Building basic images with Podman

  • A container’s OCI image is a set of immutable layers stacked together with a copy-on-write logic.
  • When an image is built, all the layers are created in a precise order and then pushed to the container registry.
  • Layers are stored as as tar-based archives and image metadata.
  • These manifests are necessary to correctly reassemble the image layers (the image manifest and the image index) and to pass runtime configurations to the container engine (the image configuration).

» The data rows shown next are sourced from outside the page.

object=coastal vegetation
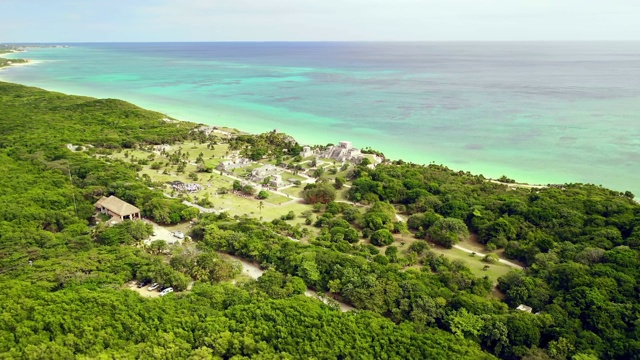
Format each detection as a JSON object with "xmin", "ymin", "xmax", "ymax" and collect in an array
[
  {"xmin": 0, "ymin": 82, "xmax": 490, "ymax": 359},
  {"xmin": 1, "ymin": 80, "xmax": 639, "ymax": 359},
  {"xmin": 0, "ymin": 45, "xmax": 27, "ymax": 68},
  {"xmin": 0, "ymin": 57, "xmax": 27, "ymax": 68}
]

Containerfiles and Dockerfiles

  • Container images can be built in different ways.
  • Most common approach is based on Dockerfiles.

Dockerfile

  • Main configuration file for Docker builds.
  • Plain list of actions to be executed in the build process.
  • A standard in OCI image builds and are adopted in many use cases.

Containerfiles

  • Name-change of Dockerfiles to move away from the Docker name.
  • Same syntax as Dockerfiles and are supported natively by Podman.
  • A set of build instructions that the build tool executes sequentially.
  • The cached layers have the advantage of being reusable on further builds when no changes are requested on a specific layer.
  • Intermediate containers will produce read-only layers merged by the overlay graph driver.
  • Users don’t need to manually manage the cached layers.
  • The engine automatically implements the necessary actions by creating the temporary containers, executing the actions defined by the Dockerfile instructions, and then committing.
  • By repeating the same logic for all the necessary instructions, Podman creates a new image with additional layers on top of the ones of the base image.
  • You can squash the image layers into a single one to avoid a negative impact on the overlay’s performance.
  • Not all instructions change the filesystem.
    • Only the ones that do will create a new image layer. (RUN, COPY, and ADD)
  • All the other instructions, such as CMD, produce an empty layer with metadata only and no changes in the overlay filesystem.
    • These just create temporary intermediate images and do not impact the final image filesystem.
  • Try to keep the number of RUN, COPY, and ADD instructions limited.
  • Having images cluttered with too many layers impacts the graph driver performance.
  • Containerfile instructions are commands passed to the container engine or build tool.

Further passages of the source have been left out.